Aber 2008 hieß es im Ausschreibungstext des Bundesamtes für Bauwesen und Raumordnung: "Die Errichtung einer Kuppel im Bereich des ehemaligen Hauptportals ist vorzusehen." Alle Wettbewerbsbeiträge ohne Kuppel wurden ausgeschlossen. Den Wettbewerb gewann bekanntlich Franco Stella, aber auf dem Holzmodell, das 2008 präsentiert wurde, fehlte das Kreuz. Auf den Renderings des Architekten, so Laura Goldenbaum, sei es kaum zu erkennen, verschwimme "mit dem azurblauen Himmel des Hintergrundes". 2011 beschloss der Bundestag das Budget, falls Spenden dafür einträfen, könne die Kuppel als "bauliche Option" realisiert werden. Sie kamen, schon 2013 teilte die Stiftung Humboldt Forum im Berliner Schloss mit, dass dank anonymer Großspenden der vollständige Kuppelwiederaufbau möglich sei. Und 2015 spendete Inga Maren Otto, die Witwe des Versandhausgründers, eine Million Euro für das Kreuz. Nun wird es bald einschweben. Freunde der öffentlichen Debatte müssen sich fragen, warum diese symbolisch wichtige Frage so lange im Schatten des Streits blieb. Fast möchte man die Albernheit begrüßen, neben die Kuppel einen Gastrowürfel auf das Schlossdach zu setzen. Ganz ernst meint es bei diesem Bauwerk offenkundig keiner mit den Formen und Gestalten.

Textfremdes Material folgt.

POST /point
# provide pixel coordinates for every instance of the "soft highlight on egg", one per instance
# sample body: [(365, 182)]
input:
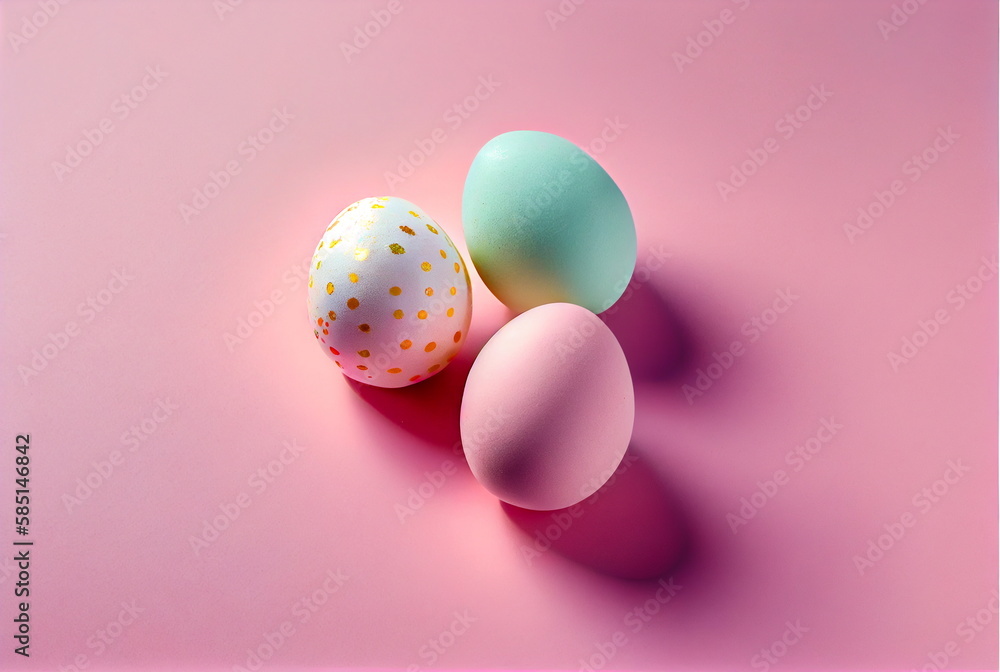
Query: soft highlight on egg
[(545, 223), (389, 296)]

Unterhalb der Kuppel mit dem christlichen Exklusivanspruch entsteht ein zweiter Kuppelraum, dort wird die buddhistische "Höhle der ringtragenden Tauben" aus dem Museum für asiatische Kunst gezeigt. Konservatorische Rücksichten erzwingen eine Zwischendecke aus Beton. Der Kuppelraum wird auf der Höhe von 14 Metern geteilt. Wenn der Kran das Kreuz bringt, will die Stiftung Humboldt Forum online ein Dossier zum Thema veröffentlichen. Die Spannungen zwischen der architektonischen Form und dem Inhalt, zwischen Symbolen und Programmatik werden noch reichlich Stoff für Diskussionen bieten und für Veranstaltungen im demnächst öffnenden Haus.